Liverpool’s victory over Leicester at the King Power Stadium may have earned the club a fourth consecutive victory since the start of the 2018/19 campaign, but Jurgen Klopp spent the aftermath of the game insisting that the Reds were still in “pre-season mode.”
“From mid-September, we play every three days. We do the work now.”
The manager’s words may well have been engineered in part to downplay title talk amongst the media and supporters, and to ensure a lack of pressure on his players with nine months of the season still left to play. But it also emphasises his belief that the points earned by his squad so far have only sown the seeds for the more strenuous work to come.
Sure enough, the limited playing time for the likes of Jordan Henderson and Xherdan Shaqiri, plus the complete absence of Fabinho in the opening set of fixtures, lends credence to the idea that Klopp has thus far been attempting to maintain the squad’s vigour until the more intense, relentless portion of the season gets underway.
That portion has now arrived.
It feels intrinsically melodramatic to suggest that the stretch from September to October is potentially season-defining for any team, yet this is the situation in which the Reds now find themselves — every individual game feels hugely significant in its own right.
Some tough league fixtures will dovetail with Champions League and League Cup draws which could certainly have been kinder.

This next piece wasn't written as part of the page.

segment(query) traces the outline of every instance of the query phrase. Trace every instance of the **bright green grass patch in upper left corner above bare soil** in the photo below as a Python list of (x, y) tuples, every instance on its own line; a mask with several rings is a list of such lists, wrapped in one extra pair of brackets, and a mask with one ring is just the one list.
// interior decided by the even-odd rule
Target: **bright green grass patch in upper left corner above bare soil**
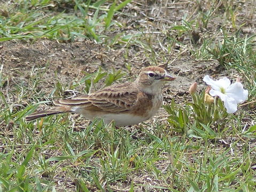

Domestically Liverpool will face the current Premier League champions, as well as the previous season’s winners (twice), while in Europe their first two matches will pit them against Paris Saint-Germain’s Neymar, Edínson Cavani and Kylian Mbappé — arguably the only attacking trio on the planet of comparable quality to the Reds’ own — and one managed by Carlo Ancelotti, who has won the European Cup no fewer than three times.
But having every game feel like a final is the prize Liverpool have earned for becoming one of the most exciting and feared teams in world football.
In the past, the Reds would perhaps have been aware that a lack of squad depth or even raw quality would have meant they prioritised one competition over the other, as challenging for both would have been presumed impossible. Not anymore.
Supporters, staff, and squad are all fully of the belief that this is a team capable of seriously competing to win both the Premier League and Champions League. That belief means that every single game is now of the utmost importance.
Let’s be clear — none of the Reds’ upcoming opponents will be relishing their match-up with Jurgen Klopp’s men. Paris Saint Germain board members and players will have groaned with frustration when they found out they would face last year’s finalists, and not the likes of Ajax or CSKA Moscow from pot 3 in the Champions League group stage draw. Napoli owner Aurelio De Laurentiis was so concerned when Liverpool were drawn with his side that he insisted he would lodge a formal complaint about the seeding system with UEFA. Kecks have been well-and-truly sh*t.
In the league, this weekend’s opponents Tottenham are coming off the back of a surprise defeat against Watford, and would surely have preferred an outing against one of the division’s lesser lights in an attempt to reserve their form.
Chelsea may have maintained a 100% start to their league campaign so far, but after Arsenal created a plethora of chances against them at Stamford Bridge and were unlucky not to take the three points, they will be fearful of the problems Liverpool’s attack will inevitably cause them in the double-header to come.
Manchester City, meanwhile, have dropped points much earlier this season than they did last, and after conceding seven goals in their two trips to Anfield last season, you don’t need to watch their All or Nothing documentary to know that Pep Guardiola will be having sleepless nights in the run-up to the game on October 7.
The next international break comes after that match with City, by which point Liverpool could be trying to pick themselves back up again from some chastening results against big rivals, or they could be sitting pretty at the top of their European group and still leading the way in the Premier League.
Whichever way it goes, relish the journey. This is what challenging for the sport’s biggest honours is all about.